Monday, Jul. 27, 1942

Mot Pulk

Russia was in mortal peril, and with her the whole Allied cause. It was not so much the German advances, although they were great enough; nor the Russian retreats, although they were foreboding enough. It was the total fashion of retreat and defeat in the valley of the Don that chilled the hearts of Russia's allies and sharpened Moscow's cry for a second front. The warning from the Don was this: It was the Red Army, not the German Army, which had suffered the most in the winter campaign. The Red Army was by no means at the end of its fighting tether, but it was coming nearer to the end every day.

Perhaps Moscow, in its need, accented the peril beyond its immediate actuality. Perhaps the Red Army did have great reserves of troops beyond the Volga and in the Caucasus. But the visible fact last week was that Moscow censors permitted the most direct indications yet on record that the Red Army was badly drained, that only the foolhardy would count on the exhaustion of Germany's reserves before Russia's reserves were expended.
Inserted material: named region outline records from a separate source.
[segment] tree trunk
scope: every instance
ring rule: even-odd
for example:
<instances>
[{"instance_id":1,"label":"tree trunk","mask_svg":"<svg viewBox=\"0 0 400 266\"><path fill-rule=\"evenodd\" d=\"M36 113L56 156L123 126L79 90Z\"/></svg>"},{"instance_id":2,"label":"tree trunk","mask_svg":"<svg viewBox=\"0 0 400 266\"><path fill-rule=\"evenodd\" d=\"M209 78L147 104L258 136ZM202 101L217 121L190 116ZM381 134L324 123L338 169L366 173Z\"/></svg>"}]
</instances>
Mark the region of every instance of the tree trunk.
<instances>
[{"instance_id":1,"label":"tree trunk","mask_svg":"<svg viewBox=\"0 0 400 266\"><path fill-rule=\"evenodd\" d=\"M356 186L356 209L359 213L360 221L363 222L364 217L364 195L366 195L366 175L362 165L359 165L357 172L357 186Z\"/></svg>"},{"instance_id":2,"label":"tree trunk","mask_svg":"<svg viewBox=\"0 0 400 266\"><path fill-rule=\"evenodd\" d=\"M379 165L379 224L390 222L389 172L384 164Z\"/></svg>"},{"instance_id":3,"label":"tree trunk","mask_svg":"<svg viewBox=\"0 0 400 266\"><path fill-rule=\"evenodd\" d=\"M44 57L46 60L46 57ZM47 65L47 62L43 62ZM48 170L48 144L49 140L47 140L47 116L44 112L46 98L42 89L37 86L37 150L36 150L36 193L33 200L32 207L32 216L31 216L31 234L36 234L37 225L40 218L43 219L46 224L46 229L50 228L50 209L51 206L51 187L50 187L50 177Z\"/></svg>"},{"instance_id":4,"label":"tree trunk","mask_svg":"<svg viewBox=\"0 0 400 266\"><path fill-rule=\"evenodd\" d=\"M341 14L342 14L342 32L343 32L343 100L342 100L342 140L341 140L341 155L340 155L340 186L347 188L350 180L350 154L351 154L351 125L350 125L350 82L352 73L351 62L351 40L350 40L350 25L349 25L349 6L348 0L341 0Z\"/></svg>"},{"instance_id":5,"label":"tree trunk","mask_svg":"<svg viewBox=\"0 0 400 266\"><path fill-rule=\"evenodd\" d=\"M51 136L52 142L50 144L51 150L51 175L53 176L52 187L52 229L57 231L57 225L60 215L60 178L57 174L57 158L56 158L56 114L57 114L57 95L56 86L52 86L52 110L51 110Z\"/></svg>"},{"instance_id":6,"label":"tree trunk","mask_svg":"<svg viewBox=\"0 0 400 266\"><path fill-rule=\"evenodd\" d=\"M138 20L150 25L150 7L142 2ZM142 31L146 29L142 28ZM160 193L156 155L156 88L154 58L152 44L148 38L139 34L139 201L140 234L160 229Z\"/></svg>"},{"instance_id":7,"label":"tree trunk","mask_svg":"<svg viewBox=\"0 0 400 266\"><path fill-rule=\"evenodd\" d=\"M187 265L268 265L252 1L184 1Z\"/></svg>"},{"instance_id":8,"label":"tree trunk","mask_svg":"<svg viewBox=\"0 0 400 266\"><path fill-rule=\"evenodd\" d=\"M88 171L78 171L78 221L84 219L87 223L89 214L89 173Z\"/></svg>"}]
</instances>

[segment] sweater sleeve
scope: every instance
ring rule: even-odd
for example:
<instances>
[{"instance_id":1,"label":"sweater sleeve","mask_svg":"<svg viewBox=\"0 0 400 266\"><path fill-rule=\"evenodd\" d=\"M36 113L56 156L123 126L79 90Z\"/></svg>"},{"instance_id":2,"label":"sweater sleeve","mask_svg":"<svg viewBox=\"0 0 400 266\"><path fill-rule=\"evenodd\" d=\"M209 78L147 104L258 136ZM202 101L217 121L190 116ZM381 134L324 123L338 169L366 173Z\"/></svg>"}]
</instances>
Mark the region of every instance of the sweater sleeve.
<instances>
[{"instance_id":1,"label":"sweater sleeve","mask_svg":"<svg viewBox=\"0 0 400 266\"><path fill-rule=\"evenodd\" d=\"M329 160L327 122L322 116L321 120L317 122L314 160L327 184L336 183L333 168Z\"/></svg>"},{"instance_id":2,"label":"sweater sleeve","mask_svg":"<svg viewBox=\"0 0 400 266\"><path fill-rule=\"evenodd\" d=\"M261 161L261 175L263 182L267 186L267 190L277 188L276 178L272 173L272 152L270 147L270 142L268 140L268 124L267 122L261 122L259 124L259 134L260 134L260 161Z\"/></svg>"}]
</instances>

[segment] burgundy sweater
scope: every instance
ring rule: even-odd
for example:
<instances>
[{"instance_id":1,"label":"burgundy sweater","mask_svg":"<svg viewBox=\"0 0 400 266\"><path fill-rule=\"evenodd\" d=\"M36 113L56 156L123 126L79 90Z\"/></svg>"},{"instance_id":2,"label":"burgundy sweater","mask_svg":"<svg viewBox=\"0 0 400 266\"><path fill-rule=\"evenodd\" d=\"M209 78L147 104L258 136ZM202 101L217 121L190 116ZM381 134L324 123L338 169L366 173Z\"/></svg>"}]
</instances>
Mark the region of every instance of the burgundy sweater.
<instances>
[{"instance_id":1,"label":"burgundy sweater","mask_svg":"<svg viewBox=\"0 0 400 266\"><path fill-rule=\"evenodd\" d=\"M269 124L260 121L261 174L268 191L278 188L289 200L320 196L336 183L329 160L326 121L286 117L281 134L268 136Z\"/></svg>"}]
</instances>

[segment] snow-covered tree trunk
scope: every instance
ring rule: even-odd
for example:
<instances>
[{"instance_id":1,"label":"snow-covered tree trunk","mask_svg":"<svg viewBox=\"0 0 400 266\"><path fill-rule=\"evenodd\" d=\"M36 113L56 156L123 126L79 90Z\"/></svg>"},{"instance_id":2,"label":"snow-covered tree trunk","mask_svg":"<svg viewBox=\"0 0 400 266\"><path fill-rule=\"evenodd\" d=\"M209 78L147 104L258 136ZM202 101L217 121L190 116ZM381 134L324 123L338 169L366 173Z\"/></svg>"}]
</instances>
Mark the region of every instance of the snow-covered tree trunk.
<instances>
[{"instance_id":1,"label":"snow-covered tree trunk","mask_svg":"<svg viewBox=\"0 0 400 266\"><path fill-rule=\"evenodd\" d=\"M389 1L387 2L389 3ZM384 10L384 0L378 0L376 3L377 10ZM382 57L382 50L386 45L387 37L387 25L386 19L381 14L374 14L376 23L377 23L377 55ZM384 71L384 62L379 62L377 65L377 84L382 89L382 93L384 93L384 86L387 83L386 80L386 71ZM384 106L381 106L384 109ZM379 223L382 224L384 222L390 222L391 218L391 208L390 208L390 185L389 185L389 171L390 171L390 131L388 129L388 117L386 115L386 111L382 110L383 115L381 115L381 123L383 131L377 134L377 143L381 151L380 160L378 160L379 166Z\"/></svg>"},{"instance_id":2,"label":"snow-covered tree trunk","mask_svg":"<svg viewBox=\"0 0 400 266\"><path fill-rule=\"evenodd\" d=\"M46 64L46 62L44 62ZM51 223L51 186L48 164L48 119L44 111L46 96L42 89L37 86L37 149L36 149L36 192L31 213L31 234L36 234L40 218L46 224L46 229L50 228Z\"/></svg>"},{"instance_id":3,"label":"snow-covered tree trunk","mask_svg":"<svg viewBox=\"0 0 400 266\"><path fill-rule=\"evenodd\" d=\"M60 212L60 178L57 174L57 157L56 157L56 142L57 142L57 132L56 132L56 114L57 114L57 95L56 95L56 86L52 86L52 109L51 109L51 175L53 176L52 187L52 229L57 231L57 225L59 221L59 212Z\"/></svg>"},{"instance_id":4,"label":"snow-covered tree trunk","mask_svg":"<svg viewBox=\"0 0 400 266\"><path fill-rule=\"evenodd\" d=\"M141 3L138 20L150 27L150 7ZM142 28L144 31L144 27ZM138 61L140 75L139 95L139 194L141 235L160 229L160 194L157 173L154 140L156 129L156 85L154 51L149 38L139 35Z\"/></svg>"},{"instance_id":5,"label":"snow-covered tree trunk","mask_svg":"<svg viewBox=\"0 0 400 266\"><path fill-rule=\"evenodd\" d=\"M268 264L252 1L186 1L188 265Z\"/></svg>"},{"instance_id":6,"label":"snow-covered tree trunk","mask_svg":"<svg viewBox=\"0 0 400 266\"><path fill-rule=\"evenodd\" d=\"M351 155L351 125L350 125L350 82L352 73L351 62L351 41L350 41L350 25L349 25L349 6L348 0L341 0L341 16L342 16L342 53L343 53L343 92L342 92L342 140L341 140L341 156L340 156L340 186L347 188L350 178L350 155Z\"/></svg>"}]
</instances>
Equally ominous was the indication in dispatches that when the Russian armies in the southwest received reinforcements last week, they came not from the rear but from the endangered central front.

The Blow. Even so, it was easy to exaggerate what the Germans actually accomplished last week. They did not yet have the entire Don valley. They did not yet entirely command the valley's vital railway communications from Moscow and Stalingrad. They did not yet have control of the Voronezh area, which the Russians defended at all costs for its rail communications and its value as an anchor for the Red army's sagging southern line. The Nazis had the important manufacturing city of Voroshilovgrad, but they did not yet have Rostov, important for its factories, for access to the Caucasus, and as the Red army's southwestern anchor. Above all, the Germans had not yet crossed the Don at its eastern bend, where it would be most difficult and most urgent for them to cross. And, until they did cross and conquer the tough alley between the Don and the Volga, Stalingrad was safe from direct land assault-- though not from air attack.

The Club. A new and terrible form of offensive pressed the Russians back last week. The Germans had discarded Blitzkrieg, given their new technique a new name: Mot pulk (motorized mass movement).

As with all German modes of war, Mot pulk was not new in its elements, but in its design and use. The Germans, who once scorned weight and mass for the lighter, faster Panzer technique, had now gone whole hog for mass. So had other armies. The achievement of Hitler's Chief of Staff Franz Haider was in giving his mass a speed and flexibility which in pace rivaled his 1939-41 Blitzkrieg:

>> Unprecedented concentrations of very heavy, semi-mobile artillery are the newest feature of Mot pulk. Star pieces (shown in Nazi films) are two immense mortars: the Krupp-built "Thor," a 42-cm. (about 17-in.) monster, bigger than the biggest U.S. battleship gun; and a 61.5-cm. supermonster, mounted on a four-track rail truck. These presumably were the weapons which helped to pulverize Sevastopol. They were far too big for use on quickly shifting fronts such as the Don. But, if Rostov and Stalingrad fell under siege, the Russians would probably feel their weight again.

>> The Germans now use heavier tanks than they used before, and armored trains on the Russian model.

>> The Luftwaffe's front-line role has been intensified beyond anything seen in previous German campaigns. Colonel General Wolfram von Richthofen (cousin of Germany's great World War I ace), who had the job of fitting the Luftwaffe to Mot pulk, devised his plan during the spring lull. Chief change: the number of dive-bombers on a given front has been tripled, and even quadrupled, to hurl the maximum weight from the air at Red troops, artillery and tanks.

>> German planes used to be called the ground army's "flying artillery." Now, in a very definite sense, planes have become the army's flying tanks. Reason: against such deep defenses as the Red army's, the tank is no longer effective as a breakthrough weapon. The total number of tanks engaged is still enormous. But they are used in smaller units, as parts of a composite whole, including artillery and infantry.

This technique sent German armies forward in unbroken masses, won advances by brute weight. It answered the question which had puzzled Washington and London: Was there really a Red defense-in-depth, and, if so, how had the Nazis advanced 190 miles in 19 days? The Red Army did have deep defenses, but they were designed to halt German forces of the kind which invaded Russia last year. Against this new offense, the Red Army now had to organize a new defense.

One indirect defense may be the enormous cost of Mot pulk. German infantry masses are now exposed to enemy fire as they have never been before. Already Hitler's Munitions Minister Albert Speer has called upon German manufacturers for more & more steel to fill the Russian maw. If the Allies could find any encouragement in Mot pulk, it was the indication that Hitler's generals had committed his overstrained stockpiles and factories to a new and endless race for armament.